Superpixel-based Semantic Segmentation Trained by Statistical Process Control
This work addresses computational inefficiency in semantic segmentation for computer vision applications, though it appears incremental as it builds on existing deep learning and superpixel techniques.
The paper tackles the redundancy in semantic segmentation by training and testing with only 0.37% of total pixels using superpixel-based sampling, which reduces computational complexity and achieves performance equal to or better than conventional methods on Pascal Context and SUN-RGBD datasets.

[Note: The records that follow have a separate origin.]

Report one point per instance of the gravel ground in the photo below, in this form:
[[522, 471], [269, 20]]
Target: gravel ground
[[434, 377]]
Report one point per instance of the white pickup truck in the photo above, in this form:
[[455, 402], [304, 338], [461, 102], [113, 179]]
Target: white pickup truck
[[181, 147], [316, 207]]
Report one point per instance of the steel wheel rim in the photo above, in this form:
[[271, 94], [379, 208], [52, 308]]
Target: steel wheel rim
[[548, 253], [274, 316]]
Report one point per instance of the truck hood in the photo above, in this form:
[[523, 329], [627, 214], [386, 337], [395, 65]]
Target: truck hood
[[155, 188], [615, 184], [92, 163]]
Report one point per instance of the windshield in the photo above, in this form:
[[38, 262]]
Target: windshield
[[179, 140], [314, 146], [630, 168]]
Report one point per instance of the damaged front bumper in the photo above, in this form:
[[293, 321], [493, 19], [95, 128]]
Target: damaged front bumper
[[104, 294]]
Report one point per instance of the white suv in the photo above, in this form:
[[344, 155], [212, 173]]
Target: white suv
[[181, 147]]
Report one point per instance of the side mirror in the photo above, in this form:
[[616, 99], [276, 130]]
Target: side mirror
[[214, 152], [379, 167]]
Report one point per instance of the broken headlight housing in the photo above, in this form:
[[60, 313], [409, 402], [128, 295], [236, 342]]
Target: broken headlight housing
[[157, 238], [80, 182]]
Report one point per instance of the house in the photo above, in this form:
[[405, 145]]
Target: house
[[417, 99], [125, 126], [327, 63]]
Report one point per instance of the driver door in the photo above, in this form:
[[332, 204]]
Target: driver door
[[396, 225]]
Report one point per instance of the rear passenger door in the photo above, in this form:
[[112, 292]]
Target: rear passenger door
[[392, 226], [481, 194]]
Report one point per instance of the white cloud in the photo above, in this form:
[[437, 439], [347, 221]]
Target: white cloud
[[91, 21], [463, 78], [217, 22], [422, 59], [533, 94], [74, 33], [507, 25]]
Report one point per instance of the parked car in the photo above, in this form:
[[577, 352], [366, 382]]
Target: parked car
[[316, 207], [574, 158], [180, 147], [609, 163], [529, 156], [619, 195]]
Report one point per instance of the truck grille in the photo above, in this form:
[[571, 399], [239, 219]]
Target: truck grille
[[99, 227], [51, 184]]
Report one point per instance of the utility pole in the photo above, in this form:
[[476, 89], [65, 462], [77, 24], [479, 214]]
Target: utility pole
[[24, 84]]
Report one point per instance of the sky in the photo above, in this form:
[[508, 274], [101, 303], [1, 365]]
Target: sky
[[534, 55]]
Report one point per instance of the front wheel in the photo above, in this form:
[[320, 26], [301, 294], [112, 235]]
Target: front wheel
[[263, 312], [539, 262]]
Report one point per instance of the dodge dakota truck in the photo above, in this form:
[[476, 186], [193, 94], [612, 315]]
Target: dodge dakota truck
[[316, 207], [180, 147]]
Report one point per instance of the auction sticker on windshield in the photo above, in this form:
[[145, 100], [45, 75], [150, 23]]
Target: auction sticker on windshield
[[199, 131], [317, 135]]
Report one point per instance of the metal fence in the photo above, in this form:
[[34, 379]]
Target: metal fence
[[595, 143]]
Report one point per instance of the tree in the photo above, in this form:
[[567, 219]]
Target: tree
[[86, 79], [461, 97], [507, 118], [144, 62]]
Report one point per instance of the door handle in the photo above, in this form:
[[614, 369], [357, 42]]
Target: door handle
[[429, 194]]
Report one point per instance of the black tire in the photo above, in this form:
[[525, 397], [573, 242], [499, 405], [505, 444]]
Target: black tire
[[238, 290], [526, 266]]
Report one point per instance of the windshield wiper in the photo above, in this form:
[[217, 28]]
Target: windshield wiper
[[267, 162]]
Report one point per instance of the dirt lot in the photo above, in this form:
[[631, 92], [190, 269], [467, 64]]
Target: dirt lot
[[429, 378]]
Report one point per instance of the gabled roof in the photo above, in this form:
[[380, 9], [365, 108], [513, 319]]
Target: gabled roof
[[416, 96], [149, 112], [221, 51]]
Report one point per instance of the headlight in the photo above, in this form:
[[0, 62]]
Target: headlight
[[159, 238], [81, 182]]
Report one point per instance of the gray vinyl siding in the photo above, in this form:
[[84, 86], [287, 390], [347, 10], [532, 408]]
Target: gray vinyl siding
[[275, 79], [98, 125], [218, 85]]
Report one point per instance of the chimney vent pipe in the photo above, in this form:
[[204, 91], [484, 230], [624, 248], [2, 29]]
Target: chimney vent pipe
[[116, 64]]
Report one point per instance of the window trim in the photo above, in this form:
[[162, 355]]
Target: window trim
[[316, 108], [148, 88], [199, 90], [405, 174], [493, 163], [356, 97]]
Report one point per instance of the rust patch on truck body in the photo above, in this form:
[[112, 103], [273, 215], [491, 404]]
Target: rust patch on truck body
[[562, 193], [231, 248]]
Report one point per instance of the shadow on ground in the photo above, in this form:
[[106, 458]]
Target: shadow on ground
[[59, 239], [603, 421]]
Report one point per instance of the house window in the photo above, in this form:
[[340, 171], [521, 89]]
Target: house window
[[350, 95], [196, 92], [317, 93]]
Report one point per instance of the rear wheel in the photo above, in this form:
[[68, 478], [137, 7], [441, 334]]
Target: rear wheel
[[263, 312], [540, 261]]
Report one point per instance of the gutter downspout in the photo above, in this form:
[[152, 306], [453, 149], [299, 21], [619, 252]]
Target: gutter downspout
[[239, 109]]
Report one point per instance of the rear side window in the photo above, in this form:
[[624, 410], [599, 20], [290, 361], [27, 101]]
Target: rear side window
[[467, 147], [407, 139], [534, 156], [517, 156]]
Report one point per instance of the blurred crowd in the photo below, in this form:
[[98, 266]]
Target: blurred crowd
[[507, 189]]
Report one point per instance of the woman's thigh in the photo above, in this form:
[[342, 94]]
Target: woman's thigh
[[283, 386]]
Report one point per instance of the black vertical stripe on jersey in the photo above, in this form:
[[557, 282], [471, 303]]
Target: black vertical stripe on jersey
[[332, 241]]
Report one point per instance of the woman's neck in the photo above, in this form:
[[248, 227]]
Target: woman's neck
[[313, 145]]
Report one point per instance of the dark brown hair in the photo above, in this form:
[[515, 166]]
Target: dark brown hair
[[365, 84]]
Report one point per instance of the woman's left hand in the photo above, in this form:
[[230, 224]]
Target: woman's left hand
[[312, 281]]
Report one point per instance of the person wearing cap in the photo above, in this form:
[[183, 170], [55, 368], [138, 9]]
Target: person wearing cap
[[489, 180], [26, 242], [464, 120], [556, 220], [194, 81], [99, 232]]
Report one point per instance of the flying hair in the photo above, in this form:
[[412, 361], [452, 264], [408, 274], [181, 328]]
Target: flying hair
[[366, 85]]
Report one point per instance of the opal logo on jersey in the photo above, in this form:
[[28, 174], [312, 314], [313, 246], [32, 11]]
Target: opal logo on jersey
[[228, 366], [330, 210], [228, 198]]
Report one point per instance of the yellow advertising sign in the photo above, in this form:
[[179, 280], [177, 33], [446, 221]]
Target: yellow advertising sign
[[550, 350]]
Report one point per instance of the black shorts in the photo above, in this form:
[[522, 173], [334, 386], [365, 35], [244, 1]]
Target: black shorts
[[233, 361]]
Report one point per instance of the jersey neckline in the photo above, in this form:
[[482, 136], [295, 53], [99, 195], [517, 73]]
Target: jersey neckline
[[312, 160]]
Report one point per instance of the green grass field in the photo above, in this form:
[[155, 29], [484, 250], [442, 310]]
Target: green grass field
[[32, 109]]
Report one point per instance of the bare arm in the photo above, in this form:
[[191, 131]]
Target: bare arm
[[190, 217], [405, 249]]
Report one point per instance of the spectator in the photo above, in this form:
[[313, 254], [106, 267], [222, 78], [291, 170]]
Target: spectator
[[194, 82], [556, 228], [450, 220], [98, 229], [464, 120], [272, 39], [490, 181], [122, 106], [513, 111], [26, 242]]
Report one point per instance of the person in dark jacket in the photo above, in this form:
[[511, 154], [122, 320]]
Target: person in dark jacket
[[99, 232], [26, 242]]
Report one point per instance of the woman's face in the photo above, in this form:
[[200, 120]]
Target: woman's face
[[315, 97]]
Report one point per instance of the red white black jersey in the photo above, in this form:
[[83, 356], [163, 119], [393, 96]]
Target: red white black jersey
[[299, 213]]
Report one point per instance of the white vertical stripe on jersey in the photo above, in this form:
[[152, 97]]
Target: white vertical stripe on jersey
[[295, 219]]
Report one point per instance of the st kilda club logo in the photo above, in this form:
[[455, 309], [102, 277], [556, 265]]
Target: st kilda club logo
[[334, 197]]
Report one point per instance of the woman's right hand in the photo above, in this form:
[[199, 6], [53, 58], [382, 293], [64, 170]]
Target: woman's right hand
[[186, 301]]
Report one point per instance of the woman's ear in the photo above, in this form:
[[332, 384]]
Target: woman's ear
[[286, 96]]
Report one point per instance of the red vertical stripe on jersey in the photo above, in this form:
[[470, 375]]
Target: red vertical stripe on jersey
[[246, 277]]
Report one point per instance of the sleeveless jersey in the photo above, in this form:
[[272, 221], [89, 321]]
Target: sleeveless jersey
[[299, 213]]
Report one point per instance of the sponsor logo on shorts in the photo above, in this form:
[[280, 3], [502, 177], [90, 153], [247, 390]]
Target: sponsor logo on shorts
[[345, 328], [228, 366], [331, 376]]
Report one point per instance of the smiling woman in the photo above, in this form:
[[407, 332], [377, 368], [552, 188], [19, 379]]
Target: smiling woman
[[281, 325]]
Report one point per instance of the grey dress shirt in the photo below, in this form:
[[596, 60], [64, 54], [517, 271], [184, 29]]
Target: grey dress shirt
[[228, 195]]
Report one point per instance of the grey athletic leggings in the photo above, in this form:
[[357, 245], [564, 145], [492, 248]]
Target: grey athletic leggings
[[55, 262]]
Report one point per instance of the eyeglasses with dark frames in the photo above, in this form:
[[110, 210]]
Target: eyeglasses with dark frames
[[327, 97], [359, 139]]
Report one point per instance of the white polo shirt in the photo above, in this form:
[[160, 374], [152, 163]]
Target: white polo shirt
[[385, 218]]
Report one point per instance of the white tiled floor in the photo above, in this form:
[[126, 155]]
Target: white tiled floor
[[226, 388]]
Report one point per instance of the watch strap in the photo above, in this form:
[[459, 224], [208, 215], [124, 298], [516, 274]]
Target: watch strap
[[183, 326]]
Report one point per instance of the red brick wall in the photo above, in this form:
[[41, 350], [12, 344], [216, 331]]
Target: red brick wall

Semantic segmentation, like other fields of computer vision, has seen a remarkable performance advance by the use of deep convolution neural networks. However, considering that neighboring pixels are heavily dependent on each other, both learning and testing of these methods have a lot of redundant operations. To resolve this problem, the proposed network is trained and tested with only 0.37% of total pixels by superpixel-based sampling and largely reduced the complexity of upsampling calculation. The hypercolumn feature maps are constructed by pyramid module in combination with the convolution layers of the base network. Since the proposed method uses a very small number of sampled pixels, the end-to-end learning of the entire network is difficult with a common learning rate for all the layers. In order to resolve this problem, the learning rate after sampling is controlled by statistical process control (SPC) of gradients in each layer. The proposed method performs better than or equal to the conventional methods that use much more samples on Pascal Context, SUN-RGBD dataset.